Une semaine plus tard, Jack se sentait
beaucoup mieux, il pouvait se lever, sa robuste constitution lui permit de
reprendre très vite des forces. Il était toujours dans la cellule 12 et
revivait en boucle le moment où il avait vu ses amis pour la dernière fois. Il
en parla à Hammond, revenu le voir.
-Sur
la planète P5R644, il n’y avait pas
assez d’oxygène et j’ai laissé Daniel et Carter se reposer.
-Oui,
ça je sais, c’est dans votre rapport.
-Non
mon général, je n’ai jamais écrit de rapport, puisque je ne suis pas rentré. A
un moment j’ai dit à Teal’c d’aller à gauche pendant que j’allais à droite.
Nous devions chercher ce fameux minerai dont Carter avait relevé la trace. Nous
devions nous retrouver une heure plus tard.
C’est là qu’a eu lieu l’ échange. Je me
suis senti tout de suite tomber dans un trou. J’ai perdu connaissance un
moment, puis je me suis réveillé dans un vaisseau Goa’uld. Je suppose
maintenant que c’est à ce moment là que le clone a pris ma place. c’est lui qui
est allé au point de rendez-vous et qui est rentré sur terre.
Hammond était convaincu par le récit de
Jack. Les analyses ADN étaient concluantes et Janet était formelle, c’était
bien le vrai Jack O’Neill.
Jack pouvait lire sur le visage du général
le soulagement et puis aussi l’inquiétude.
-Que
se passe t-il mon général ? Un
problème ?
-Oui
Jack, un gros problème.

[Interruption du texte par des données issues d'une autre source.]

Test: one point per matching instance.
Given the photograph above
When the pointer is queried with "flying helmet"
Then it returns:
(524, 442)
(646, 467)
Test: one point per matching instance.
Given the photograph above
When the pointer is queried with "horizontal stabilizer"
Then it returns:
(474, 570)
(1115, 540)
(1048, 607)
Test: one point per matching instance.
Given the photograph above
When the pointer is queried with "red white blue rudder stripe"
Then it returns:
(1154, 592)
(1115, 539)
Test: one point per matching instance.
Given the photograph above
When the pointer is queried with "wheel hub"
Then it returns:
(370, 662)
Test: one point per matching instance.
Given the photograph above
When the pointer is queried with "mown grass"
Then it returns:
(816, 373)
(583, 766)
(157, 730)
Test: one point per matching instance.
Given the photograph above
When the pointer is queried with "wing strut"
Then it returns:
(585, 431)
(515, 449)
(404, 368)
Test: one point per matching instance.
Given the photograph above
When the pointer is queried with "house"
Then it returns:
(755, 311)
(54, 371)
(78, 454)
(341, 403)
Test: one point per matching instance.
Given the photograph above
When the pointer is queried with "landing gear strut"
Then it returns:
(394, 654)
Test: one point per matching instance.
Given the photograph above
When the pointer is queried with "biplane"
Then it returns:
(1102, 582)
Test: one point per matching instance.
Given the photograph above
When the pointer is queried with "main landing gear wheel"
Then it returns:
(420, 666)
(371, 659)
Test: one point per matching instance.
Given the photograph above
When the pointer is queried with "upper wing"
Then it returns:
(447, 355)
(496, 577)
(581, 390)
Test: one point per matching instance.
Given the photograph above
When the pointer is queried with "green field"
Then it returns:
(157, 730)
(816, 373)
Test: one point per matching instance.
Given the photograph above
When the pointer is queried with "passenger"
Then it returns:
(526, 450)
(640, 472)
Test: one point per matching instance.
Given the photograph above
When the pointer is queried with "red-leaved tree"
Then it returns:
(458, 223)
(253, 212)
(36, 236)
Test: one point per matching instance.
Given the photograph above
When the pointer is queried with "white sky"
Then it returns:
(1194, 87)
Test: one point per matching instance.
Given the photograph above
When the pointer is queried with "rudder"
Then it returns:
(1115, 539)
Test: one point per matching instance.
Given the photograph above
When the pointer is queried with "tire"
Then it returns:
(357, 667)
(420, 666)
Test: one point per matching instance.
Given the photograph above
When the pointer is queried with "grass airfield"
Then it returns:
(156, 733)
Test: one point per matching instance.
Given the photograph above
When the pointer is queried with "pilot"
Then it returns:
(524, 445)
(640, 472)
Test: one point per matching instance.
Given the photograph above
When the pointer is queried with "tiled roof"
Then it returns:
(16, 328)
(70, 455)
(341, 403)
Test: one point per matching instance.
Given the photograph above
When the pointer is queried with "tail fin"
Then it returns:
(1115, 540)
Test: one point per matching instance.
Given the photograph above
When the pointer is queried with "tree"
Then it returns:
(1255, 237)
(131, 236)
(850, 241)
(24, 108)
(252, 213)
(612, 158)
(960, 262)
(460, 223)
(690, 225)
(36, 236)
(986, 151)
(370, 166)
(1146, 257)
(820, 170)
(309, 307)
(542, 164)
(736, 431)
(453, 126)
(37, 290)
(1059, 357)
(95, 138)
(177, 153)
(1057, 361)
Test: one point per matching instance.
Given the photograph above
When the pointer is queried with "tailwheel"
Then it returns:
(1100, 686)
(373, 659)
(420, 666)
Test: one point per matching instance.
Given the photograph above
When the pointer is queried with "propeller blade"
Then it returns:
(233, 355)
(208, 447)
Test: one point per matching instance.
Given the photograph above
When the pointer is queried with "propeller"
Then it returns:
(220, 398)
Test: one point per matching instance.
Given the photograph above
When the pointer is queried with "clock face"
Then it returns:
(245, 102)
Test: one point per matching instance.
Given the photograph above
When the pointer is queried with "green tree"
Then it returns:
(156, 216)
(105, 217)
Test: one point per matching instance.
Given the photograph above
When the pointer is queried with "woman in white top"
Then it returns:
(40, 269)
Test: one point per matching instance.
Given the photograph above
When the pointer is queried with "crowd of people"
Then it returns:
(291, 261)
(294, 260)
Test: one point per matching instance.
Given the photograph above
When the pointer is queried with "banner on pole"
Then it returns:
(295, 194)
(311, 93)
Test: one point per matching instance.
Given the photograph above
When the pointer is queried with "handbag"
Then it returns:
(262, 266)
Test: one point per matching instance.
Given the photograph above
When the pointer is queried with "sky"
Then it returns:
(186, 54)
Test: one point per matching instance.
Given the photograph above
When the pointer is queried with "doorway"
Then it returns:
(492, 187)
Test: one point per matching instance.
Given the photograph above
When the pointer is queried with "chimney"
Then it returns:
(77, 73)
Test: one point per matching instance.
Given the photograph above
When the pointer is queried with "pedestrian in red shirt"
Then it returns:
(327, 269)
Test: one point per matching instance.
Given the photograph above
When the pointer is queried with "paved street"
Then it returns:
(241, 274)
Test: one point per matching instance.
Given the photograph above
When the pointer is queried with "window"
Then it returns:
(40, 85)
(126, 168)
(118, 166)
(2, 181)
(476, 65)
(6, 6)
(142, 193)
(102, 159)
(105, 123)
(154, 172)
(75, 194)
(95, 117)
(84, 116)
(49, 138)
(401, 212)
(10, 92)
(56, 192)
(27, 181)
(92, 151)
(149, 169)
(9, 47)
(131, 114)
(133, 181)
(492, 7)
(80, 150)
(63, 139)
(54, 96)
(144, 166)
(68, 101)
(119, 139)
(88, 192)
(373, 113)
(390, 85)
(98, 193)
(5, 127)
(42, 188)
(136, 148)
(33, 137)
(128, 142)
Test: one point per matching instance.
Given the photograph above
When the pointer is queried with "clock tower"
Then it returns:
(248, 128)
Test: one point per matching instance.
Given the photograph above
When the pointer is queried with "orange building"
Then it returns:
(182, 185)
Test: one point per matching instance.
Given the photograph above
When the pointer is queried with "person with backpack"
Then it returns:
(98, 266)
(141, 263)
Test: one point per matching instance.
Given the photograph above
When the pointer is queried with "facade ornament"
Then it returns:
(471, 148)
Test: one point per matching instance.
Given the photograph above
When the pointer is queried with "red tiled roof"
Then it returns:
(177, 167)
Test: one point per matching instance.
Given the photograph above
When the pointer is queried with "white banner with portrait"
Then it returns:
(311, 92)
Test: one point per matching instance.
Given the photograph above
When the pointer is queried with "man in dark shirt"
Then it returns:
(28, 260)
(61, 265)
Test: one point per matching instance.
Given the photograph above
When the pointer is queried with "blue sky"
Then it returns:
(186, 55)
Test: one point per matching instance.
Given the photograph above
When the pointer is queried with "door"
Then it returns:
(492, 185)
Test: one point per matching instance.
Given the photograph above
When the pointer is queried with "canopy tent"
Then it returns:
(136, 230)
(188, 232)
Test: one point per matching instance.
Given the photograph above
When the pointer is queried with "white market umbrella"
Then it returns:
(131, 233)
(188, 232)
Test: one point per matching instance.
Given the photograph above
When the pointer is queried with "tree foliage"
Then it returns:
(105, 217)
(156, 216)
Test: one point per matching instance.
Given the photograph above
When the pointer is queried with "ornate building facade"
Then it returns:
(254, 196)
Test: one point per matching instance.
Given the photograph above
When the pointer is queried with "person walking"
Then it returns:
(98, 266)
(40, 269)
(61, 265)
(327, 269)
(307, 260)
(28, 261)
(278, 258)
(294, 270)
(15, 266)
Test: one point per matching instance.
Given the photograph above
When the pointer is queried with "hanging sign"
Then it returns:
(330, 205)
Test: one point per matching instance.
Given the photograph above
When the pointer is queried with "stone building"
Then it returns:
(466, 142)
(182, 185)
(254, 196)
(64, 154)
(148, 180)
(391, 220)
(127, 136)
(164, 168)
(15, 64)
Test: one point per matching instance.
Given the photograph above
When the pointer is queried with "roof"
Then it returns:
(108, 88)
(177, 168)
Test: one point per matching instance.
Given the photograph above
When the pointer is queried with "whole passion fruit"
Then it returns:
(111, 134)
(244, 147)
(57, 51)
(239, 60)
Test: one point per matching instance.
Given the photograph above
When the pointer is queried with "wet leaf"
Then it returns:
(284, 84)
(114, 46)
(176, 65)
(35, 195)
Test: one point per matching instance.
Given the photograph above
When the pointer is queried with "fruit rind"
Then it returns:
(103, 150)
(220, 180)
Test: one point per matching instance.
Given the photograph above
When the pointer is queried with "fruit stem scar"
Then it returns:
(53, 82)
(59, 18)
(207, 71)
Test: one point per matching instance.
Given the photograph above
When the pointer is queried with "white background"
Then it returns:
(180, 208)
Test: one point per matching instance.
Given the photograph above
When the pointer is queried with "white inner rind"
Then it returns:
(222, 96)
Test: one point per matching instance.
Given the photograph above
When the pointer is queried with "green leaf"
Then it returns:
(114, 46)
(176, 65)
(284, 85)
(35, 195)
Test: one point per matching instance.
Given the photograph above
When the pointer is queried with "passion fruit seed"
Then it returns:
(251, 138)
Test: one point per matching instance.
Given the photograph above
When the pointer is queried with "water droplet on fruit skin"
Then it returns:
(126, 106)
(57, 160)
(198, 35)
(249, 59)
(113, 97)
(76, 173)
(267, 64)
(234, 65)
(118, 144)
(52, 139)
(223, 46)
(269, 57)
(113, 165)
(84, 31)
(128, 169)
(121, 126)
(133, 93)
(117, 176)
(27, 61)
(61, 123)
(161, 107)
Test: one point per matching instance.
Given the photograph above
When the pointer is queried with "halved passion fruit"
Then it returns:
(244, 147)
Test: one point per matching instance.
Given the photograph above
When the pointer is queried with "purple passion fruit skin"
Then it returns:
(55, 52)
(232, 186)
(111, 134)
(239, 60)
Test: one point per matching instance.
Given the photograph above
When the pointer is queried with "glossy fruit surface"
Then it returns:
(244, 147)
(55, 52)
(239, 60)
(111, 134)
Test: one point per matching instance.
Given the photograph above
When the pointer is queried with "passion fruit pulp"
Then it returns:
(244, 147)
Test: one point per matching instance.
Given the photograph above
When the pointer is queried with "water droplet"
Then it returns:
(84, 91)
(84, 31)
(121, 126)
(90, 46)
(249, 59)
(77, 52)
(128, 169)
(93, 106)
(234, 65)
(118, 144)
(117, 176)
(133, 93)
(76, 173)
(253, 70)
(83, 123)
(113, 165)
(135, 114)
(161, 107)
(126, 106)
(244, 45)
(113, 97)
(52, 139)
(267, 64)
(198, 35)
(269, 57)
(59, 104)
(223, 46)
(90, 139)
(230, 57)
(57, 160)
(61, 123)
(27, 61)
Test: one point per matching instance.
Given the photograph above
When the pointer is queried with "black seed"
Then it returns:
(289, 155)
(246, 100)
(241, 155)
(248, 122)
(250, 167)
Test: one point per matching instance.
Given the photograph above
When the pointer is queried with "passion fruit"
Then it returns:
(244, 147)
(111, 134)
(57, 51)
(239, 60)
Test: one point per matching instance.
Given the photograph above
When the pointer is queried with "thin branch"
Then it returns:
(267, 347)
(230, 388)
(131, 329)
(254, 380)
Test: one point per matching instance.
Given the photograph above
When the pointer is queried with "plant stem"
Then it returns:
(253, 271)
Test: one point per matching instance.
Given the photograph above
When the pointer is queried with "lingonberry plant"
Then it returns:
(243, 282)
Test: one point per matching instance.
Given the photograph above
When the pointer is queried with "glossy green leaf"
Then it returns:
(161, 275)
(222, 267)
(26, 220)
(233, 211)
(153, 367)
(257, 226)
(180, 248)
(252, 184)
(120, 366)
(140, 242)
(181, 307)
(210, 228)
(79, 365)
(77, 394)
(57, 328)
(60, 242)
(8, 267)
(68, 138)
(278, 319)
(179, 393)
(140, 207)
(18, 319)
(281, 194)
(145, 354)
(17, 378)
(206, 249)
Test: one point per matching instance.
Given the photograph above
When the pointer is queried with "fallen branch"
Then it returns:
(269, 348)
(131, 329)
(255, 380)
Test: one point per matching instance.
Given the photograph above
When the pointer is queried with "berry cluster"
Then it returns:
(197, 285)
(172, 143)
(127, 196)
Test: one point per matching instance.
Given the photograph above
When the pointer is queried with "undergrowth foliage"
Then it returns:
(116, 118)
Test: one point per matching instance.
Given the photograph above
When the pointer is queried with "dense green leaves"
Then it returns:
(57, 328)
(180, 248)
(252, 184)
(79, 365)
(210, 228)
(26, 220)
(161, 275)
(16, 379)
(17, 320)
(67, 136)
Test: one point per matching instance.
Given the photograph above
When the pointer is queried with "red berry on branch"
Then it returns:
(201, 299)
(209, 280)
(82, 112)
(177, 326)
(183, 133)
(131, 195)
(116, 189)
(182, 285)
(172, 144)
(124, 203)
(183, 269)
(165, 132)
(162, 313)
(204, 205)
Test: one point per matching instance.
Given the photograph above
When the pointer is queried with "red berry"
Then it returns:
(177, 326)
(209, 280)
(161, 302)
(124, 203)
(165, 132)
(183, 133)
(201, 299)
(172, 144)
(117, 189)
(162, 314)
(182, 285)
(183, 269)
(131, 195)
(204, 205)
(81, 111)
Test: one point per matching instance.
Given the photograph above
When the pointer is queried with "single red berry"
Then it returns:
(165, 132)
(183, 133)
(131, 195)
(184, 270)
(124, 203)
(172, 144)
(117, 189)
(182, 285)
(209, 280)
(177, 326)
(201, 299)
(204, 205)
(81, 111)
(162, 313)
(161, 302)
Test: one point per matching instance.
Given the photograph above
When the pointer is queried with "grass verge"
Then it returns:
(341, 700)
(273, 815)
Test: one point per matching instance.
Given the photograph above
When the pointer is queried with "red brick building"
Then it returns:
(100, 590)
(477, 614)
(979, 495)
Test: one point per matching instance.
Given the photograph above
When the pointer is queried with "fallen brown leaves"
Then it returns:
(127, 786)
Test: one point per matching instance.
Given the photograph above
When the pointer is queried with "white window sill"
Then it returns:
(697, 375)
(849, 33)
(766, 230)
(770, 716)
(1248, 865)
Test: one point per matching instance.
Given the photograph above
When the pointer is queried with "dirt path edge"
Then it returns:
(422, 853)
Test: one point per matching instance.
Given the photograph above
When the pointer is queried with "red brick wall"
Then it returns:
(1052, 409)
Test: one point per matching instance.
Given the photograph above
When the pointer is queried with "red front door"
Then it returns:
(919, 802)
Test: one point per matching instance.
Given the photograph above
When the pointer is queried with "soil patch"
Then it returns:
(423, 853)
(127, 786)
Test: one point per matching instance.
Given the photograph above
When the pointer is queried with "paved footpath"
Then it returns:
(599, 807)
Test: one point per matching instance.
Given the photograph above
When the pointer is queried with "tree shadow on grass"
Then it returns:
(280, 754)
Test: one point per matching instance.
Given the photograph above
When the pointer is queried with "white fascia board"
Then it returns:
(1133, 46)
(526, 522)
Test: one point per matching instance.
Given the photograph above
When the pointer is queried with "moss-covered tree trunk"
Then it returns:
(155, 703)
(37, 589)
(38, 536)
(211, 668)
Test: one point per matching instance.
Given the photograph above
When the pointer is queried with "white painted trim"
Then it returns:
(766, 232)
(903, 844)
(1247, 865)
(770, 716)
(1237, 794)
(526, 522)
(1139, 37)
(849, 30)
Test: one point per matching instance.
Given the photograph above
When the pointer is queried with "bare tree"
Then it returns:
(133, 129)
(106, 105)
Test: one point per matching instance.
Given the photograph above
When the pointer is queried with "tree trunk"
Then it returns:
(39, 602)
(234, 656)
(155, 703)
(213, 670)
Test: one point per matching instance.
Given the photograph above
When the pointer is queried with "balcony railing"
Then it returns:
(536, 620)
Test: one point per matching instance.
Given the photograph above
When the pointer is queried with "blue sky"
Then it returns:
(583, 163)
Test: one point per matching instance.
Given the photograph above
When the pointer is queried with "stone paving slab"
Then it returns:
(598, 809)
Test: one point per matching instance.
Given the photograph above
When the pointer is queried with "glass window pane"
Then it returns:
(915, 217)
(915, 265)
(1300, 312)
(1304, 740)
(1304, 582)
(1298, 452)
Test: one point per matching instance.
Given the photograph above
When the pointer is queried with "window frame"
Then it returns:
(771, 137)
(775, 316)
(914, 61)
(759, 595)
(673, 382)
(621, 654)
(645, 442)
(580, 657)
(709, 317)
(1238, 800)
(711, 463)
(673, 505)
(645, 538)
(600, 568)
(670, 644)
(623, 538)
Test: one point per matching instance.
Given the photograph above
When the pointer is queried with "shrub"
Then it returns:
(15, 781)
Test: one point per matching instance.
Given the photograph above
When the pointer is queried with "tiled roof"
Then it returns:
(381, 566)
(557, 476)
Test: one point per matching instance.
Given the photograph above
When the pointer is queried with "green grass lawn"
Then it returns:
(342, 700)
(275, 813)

Asseyez vous, dit-il au colonel qui arpentait
nerveusement la pièce en tout sens.
-Quoi ?
C’est SG1 n’est ce pas ? Carter ? Elle n’est pas …Il était
soudainement inquiet, il n’avait pas revu SG1 , et pensait soudainement avec
terreur qu’on lui cachait quelque chose.
-Non, non rassurez vous, elle est bien
vivante. Daniel et Teal’c aussi.
Il sentit le soulagement de Jack à un
affaissement subit de ses épaules, ses muscles tendus comme les cordes d’un
arc, s’étaient soudainement relâchés. Il attendait que
le général parle.
-Tout
d’abord je dois vous dire que votre
clone est mort.
Il ne parut pas surpris.
-Je
m’en doutais mon général. Ishtar lui avait fait poser un implant, et par cet
implant elle avait accès à des informations sur la base et les défenses
terrestres. Un jour elle m’a dit que les informations avaient cessé d’arriver.
Elle pensait que le dispositif avait dû être désactivé, ou que le clone était
mort.
Hammond le regardait fixement comme s’il
avait dit une énormité.
-Quelle
genre d’informations demanda t-il ?
-Je
n’en ai aucune idée. Mais j’ai cru
comprendre qu’elle avait fait rater de nombreuses missions et que vous aviez eu
des morts et des blessés dans les rangs du SGC.
-C’est
exact dit Hammond, Hélas, nous avons perdu les majors Andrew et Winter, le
colonel Habner, et nous avons eu de nombreux blessés.
Silence, le général laissait le temps à
O’Neill de digérer la nouvelle. Il n’était pas particulièrement lié avec les
disparus, mais c’étaient des hommes courageux qui avaient péri dans les pièges
tendus par Ishtar.
-Vous
aviez quelque chose à me dire au sujet de SG1 mon général ? se hasarda O’Neill quelques instants plus
tard. Pourquoi est ce que je ne les ai pas vus depuis mon retour ?
-C’est de ça dont je voulais vous parler, commença
le général en hésitant Ils vous croient morts depuis plusieurs mois maintenant.
-Vous
ne les pas avertis ?
-Non,
-Mais
pourquoi ?
-Parce
qu’il y avait un doute sur votre identité jusqu’à aujourd’hui. Le docteur Frazier m’a rendu les conclusions de son rapport, ce matin.
Votre identité a été formellement prouvée.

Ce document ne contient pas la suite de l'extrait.